By Matt Kindt, Jose Luis, Sandro Ribeiro, Alisson Rodrigues, Jefte Palo, Andrew Dalhouse, and Ulises Arreola
Writer Matt Kindt has many talents; his vision for a series, mastery of the creative process, and exponential beard growth, to name only a few. Kindt has written 100% of Unity to date, so it is safe to say that not only does he “know” the characters, but further that he “knows” their future and how everything in-between fits together. Kindt also writes the ongoing Ninjak series (both a fan favorite and popular) starring a key-member of the title which further solidifies his grasp of all-angles Unity.
It is no spoiler or small secret that the story of Unity #19 and #20 revolve around a new character known as the War Monger (simply read the cover of #19 and it says as much).

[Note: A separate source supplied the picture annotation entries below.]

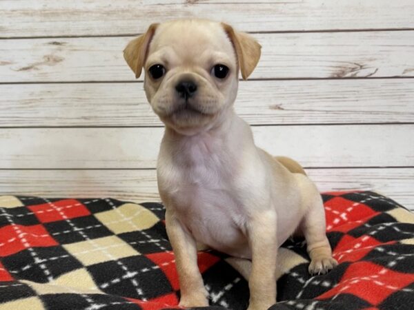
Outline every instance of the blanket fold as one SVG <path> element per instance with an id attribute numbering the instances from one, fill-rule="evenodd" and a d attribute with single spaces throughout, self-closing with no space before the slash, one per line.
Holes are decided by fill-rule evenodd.
<path id="1" fill-rule="evenodd" d="M 371 192 L 322 196 L 339 265 L 311 276 L 304 240 L 286 241 L 270 309 L 414 309 L 414 214 Z M 178 308 L 174 258 L 159 203 L 0 196 L 0 309 Z M 247 307 L 231 258 L 204 251 L 198 263 L 206 309 Z"/>

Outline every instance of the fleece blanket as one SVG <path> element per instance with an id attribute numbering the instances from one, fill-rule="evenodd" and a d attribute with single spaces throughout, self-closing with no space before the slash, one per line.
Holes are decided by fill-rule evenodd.
<path id="1" fill-rule="evenodd" d="M 271 309 L 414 309 L 414 215 L 370 192 L 323 198 L 339 265 L 311 276 L 304 240 L 289 240 Z M 0 309 L 177 308 L 164 216 L 155 203 L 0 196 Z M 208 308 L 246 309 L 248 283 L 231 259 L 198 258 Z"/>

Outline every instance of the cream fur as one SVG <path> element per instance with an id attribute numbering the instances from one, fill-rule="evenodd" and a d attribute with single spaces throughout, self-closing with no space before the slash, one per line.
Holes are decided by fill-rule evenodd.
<path id="1" fill-rule="evenodd" d="M 306 238 L 310 272 L 326 272 L 337 262 L 315 185 L 294 161 L 280 158 L 281 163 L 257 147 L 249 125 L 234 112 L 239 72 L 245 79 L 251 73 L 260 45 L 228 25 L 205 20 L 173 21 L 150 30 L 150 43 L 144 34 L 124 56 L 132 68 L 142 63 L 147 98 L 166 124 L 157 172 L 180 304 L 208 304 L 197 265 L 199 242 L 251 260 L 248 309 L 266 309 L 276 301 L 277 248 L 295 229 Z M 137 61 L 134 54 L 146 59 Z M 230 68 L 222 81 L 211 74 L 217 63 Z M 166 72 L 155 81 L 148 74 L 154 64 Z M 184 79 L 197 85 L 186 102 L 175 90 Z"/>

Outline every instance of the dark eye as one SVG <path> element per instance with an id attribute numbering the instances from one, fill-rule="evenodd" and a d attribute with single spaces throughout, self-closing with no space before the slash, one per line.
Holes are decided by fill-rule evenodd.
<path id="1" fill-rule="evenodd" d="M 217 79 L 224 79 L 227 76 L 227 74 L 228 73 L 228 67 L 218 64 L 213 67 L 211 69 L 211 74 L 214 74 L 215 77 Z"/>
<path id="2" fill-rule="evenodd" d="M 151 77 L 155 80 L 157 80 L 164 75 L 164 73 L 166 73 L 166 68 L 164 68 L 162 65 L 157 64 L 150 67 L 148 72 L 150 72 Z"/>

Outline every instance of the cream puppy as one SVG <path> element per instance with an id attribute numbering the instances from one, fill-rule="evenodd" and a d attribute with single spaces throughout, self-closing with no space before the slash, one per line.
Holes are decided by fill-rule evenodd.
<path id="1" fill-rule="evenodd" d="M 277 248 L 295 230 L 309 271 L 337 265 L 317 188 L 296 162 L 257 147 L 233 110 L 239 72 L 252 73 L 260 48 L 230 25 L 184 19 L 152 24 L 124 50 L 166 130 L 157 172 L 181 287 L 180 305 L 206 306 L 197 243 L 251 260 L 249 309 L 276 302 Z"/>

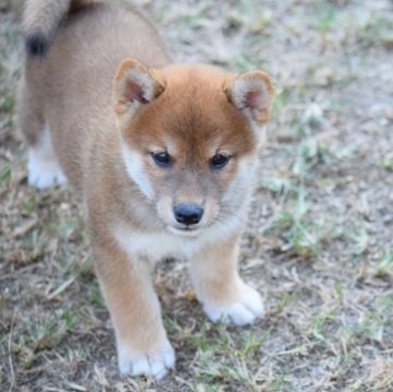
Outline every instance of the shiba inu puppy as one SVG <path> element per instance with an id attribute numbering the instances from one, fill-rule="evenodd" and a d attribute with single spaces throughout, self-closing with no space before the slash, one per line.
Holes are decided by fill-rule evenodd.
<path id="1" fill-rule="evenodd" d="M 262 314 L 237 271 L 258 147 L 274 88 L 263 71 L 172 64 L 138 12 L 29 0 L 19 127 L 28 183 L 82 198 L 122 373 L 175 365 L 151 272 L 186 257 L 213 321 Z"/>

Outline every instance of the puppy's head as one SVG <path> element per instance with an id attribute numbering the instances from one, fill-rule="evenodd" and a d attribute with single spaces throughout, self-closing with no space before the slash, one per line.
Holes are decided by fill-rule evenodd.
<path id="1" fill-rule="evenodd" d="M 237 218 L 274 88 L 262 71 L 203 66 L 148 70 L 124 60 L 114 79 L 127 171 L 178 235 Z"/>

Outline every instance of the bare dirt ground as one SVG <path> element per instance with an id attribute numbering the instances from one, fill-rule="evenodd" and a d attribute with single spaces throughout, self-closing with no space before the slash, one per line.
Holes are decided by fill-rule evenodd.
<path id="1" fill-rule="evenodd" d="M 240 263 L 266 314 L 207 322 L 187 263 L 164 262 L 159 383 L 117 373 L 72 191 L 26 186 L 22 2 L 0 1 L 0 391 L 393 391 L 392 2 L 139 1 L 177 61 L 277 86 Z"/>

Honestly, the character is fairly interesting whose background and story expands the known history of the Valiant Universe (certainly enough for future stories that may be someday written). The tone and style of War Monger might fit better on the pages of Ivar, Timewalker or (we can only hope…) Archer & Armstrong as the character is written quite comically, while also being a credible and menacing threat. How exactly Toyo Harada or the Bleeding Monk have allowed her to continue to exist is beyond reasonable logic, but this is a review and not continuity wish-fulfillment.
Compared side-by-side, Unity #20 is a better issue than Unity #19, improving on the previous issue on a number of levels. Reading Unity #19 it was easy for many readers to say to themselves “Huh….? Wait, what just happened and why…?” whereas Unity #20 flows a bit smoother, while keeping the characters involved, well, acting like they actually are supposed to – unlike they did in issue #19. For proof and/or supporting evidence for this obviously opinionated statement, read Ninjak #1-#4, then re-read Unity #19 to come to your own conclusion about how Ninjak was used.
Some debate, however, has existed on social media and on various forums about the interior page art penciled, inked, and colored by the team of Jose Luis, Sandro Ribeiro, Alisson Rodrigues, Jefte Palo (with colorists Andrew Dalhouse and Ulises Arreola). It appears that Unity #19 and #20 may very well have had too many “chef’s in the kitchen” (artistically) and spoiled the broth (or artistic presentation in this case). Both issues #19 and #20 occur in different time periods; the past and the present. Artwork for pages set in the “past” are quite detailed and of a quality that works well with the 18 issues (and #0…) that came before. The arguable issues come with artwork for pages set in the “present” which appear almost cartoonish with far less detail and quality. The transition is quite jarring, and detracts from the overall experience.
Some might disagree, but a spade is a spade; for a title called Unity , we needed more “unity” with how the artwork comes together in #20 (as well as #19). A potential solution could be to use one artist, or at least two that compliment each other’s styles. This title is solid enough to demand as much.